Like lots of people, I drive a car, ride a bike and I walk to places. So, I’m a motorist, a cyclist and a pedestrian.
What I’ve always found hard to understand is that those three groups, which must overlap almost completely, appear, at least in print and on the web to dislike each other unconditionally and without reservation.
Pedestrians hate bikes, cyclists hate drivers, drivers hate everyone.
But it’s that tension between drivers and cyclists that is the most intense. On the internet it is very easy (and in my case, apparently, unavoidable) to find cyclists having a good old moan about the state of roads, the design of cycle paths, another close pass by a driver or a HGV turning into their path. Helpfully an instant, laser-guided driver will volunteer the solution.
These solutions always seem to be threefold: Firstly, that cyclists should use cycle paths; secondly, that they should pay road tax; and thirdly, that they should stop going through red lights. Maybe they should be forced to wear helmets.
What, I suspect, cyclists are expressing is not feeling safe on the road. If the road is potholed then it can be hard to control the bicycle. That is dangerous. If your cycle path is unsuitable or badly designed or full of broken glass, you won’t use it. Probably it doesn’t go where you need to go anyway. Which puts you on the road. With other road users.

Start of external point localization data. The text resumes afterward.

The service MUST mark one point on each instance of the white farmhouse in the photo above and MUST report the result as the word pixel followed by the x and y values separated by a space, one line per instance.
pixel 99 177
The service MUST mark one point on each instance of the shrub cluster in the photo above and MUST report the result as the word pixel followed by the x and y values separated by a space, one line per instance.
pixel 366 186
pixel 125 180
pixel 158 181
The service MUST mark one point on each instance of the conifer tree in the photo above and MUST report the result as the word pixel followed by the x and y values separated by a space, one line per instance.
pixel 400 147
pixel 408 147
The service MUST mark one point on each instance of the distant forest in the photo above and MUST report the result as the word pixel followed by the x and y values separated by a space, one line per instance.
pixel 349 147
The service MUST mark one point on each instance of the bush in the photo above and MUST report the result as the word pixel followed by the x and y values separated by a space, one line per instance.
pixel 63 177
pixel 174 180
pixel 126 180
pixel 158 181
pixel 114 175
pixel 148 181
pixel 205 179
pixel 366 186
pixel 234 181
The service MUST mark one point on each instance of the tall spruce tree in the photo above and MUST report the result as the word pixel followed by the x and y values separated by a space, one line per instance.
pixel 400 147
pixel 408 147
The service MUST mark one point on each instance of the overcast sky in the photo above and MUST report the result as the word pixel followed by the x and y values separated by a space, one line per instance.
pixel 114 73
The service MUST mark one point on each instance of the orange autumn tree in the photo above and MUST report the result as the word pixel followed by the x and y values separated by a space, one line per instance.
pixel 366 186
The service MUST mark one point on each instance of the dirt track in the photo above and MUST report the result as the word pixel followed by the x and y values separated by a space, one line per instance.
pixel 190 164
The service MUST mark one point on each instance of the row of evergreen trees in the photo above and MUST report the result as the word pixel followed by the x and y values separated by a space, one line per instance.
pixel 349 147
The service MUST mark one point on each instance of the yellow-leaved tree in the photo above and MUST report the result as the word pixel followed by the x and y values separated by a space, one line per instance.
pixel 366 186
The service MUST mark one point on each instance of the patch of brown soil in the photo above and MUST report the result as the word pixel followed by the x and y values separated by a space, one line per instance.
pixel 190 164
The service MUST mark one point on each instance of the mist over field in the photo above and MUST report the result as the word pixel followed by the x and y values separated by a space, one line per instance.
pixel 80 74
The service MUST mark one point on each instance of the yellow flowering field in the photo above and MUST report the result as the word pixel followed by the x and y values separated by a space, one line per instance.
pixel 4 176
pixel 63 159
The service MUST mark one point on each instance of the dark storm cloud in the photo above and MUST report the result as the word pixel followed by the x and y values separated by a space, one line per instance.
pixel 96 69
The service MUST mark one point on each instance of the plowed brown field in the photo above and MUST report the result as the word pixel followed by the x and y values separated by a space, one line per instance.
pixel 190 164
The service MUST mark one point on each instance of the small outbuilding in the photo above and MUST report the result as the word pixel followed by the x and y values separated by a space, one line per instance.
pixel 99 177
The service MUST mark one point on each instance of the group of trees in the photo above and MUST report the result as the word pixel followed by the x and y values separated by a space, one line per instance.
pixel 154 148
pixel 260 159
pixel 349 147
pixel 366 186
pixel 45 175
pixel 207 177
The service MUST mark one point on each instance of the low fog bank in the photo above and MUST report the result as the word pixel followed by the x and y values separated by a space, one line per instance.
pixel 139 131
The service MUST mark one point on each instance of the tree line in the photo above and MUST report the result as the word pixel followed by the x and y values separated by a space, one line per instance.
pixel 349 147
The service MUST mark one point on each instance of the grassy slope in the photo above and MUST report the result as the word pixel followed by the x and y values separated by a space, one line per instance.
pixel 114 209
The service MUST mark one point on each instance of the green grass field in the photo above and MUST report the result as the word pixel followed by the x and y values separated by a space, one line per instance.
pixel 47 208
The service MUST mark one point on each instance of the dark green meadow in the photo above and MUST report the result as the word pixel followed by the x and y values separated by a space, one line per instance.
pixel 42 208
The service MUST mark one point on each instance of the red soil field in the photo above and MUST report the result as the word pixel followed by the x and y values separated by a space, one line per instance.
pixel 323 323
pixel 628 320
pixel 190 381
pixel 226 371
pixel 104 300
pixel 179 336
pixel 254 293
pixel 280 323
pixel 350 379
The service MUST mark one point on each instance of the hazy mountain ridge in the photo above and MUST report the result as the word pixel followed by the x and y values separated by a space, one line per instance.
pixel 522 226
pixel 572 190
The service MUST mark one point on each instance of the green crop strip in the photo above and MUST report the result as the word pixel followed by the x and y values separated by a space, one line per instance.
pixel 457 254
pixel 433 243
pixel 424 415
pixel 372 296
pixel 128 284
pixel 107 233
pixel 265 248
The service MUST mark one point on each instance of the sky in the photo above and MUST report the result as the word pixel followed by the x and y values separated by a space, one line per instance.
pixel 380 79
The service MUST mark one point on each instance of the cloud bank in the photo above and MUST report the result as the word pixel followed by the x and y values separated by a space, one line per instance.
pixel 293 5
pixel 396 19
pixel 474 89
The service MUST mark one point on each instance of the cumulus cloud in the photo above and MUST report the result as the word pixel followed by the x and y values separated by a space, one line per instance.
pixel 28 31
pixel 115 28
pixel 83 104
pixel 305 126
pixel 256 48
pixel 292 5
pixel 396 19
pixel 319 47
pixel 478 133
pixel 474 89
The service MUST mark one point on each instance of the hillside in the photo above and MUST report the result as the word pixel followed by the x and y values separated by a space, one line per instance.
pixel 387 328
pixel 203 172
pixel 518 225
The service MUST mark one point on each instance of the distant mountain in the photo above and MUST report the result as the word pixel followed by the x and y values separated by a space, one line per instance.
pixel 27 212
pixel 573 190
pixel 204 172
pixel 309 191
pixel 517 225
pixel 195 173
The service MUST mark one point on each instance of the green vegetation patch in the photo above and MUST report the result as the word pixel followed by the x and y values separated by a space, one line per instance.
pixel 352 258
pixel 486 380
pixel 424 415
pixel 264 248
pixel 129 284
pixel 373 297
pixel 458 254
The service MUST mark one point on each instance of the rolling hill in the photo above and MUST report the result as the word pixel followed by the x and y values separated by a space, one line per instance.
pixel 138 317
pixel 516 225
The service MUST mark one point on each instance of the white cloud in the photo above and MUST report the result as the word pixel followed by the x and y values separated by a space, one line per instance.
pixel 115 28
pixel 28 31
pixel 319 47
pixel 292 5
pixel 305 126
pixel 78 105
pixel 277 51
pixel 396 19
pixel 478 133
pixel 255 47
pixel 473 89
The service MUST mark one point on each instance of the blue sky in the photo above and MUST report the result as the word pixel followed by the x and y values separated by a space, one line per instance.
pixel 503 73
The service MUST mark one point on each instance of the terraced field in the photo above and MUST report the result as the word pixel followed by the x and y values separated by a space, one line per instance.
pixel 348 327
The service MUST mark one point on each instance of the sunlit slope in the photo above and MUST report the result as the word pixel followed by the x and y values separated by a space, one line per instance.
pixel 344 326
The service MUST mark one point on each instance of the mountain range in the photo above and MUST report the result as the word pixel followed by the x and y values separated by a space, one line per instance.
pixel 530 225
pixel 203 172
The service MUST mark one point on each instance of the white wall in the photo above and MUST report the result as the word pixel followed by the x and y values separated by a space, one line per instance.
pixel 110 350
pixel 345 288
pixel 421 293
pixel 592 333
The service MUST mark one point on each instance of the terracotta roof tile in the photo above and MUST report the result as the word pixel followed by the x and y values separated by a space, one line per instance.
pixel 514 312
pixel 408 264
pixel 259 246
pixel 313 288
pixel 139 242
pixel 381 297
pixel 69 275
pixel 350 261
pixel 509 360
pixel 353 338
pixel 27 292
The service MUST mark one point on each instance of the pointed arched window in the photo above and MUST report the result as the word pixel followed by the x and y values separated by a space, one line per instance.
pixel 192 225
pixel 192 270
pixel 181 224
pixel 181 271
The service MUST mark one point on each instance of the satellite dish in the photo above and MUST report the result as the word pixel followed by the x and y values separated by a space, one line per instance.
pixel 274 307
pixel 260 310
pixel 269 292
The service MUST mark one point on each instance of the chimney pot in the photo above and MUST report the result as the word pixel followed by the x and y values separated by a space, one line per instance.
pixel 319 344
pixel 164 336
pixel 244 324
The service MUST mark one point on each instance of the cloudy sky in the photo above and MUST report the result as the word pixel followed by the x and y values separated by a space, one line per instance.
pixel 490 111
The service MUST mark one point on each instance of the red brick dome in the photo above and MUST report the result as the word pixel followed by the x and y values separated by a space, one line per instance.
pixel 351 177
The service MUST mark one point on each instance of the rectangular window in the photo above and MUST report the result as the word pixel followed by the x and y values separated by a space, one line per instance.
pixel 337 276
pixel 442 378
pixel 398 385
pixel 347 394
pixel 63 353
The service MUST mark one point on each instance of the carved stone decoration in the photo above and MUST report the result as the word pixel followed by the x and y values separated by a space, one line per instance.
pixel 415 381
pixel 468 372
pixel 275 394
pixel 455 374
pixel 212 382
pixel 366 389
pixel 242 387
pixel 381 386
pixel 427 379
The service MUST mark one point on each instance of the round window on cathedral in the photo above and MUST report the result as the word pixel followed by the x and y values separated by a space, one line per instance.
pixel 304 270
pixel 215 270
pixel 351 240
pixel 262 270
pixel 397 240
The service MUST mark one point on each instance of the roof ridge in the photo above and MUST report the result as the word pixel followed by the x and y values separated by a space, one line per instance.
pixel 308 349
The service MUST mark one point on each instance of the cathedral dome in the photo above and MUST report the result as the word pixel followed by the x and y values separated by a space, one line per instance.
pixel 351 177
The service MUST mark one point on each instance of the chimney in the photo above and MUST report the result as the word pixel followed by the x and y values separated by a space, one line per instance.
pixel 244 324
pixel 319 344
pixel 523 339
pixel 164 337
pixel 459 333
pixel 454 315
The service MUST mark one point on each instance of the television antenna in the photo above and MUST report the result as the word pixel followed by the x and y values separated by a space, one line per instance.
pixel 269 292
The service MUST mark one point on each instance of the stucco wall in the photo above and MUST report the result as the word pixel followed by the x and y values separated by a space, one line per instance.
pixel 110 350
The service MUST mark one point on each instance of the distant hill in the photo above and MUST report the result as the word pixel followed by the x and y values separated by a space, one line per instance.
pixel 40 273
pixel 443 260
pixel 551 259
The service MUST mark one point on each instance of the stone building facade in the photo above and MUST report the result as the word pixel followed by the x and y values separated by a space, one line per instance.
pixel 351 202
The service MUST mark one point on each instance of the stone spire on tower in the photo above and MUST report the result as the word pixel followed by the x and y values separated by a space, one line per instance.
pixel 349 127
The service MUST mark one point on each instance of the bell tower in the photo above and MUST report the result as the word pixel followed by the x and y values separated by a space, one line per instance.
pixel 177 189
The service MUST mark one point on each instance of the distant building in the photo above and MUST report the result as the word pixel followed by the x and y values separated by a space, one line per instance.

If you do not trust other road users to have respect for your safety, you will not feel safe. If you do not feel safe you will either not go out, or you will seek to protect yourself, perhaps riding on the pavement (always illegal, always), perhaps by not giving other road users the benefit of the doubt, or doing them courtesies.
The drivers’ position seems to be that cyclists put themselves at risk, possibly just by being on the road, and that cyclists should take responsibility for their safety. If you boil it down, it seems to be a complaint that cyclists expect drivers to be better at roadcraft than they are, and to keep them safe.
But here’s the thing. The law expects that as well. In the law, there is a concept of ‘causative potency’, which is a lawyer’s way of describing something that we all know but might find hard to express.
Not all road users or their vehicles are equally dangerous. A pedestrian is not very dangerous, a pedestrian could walk into you and knock you over and you would be injured – it must happen. But the chances of you being badly injured are small.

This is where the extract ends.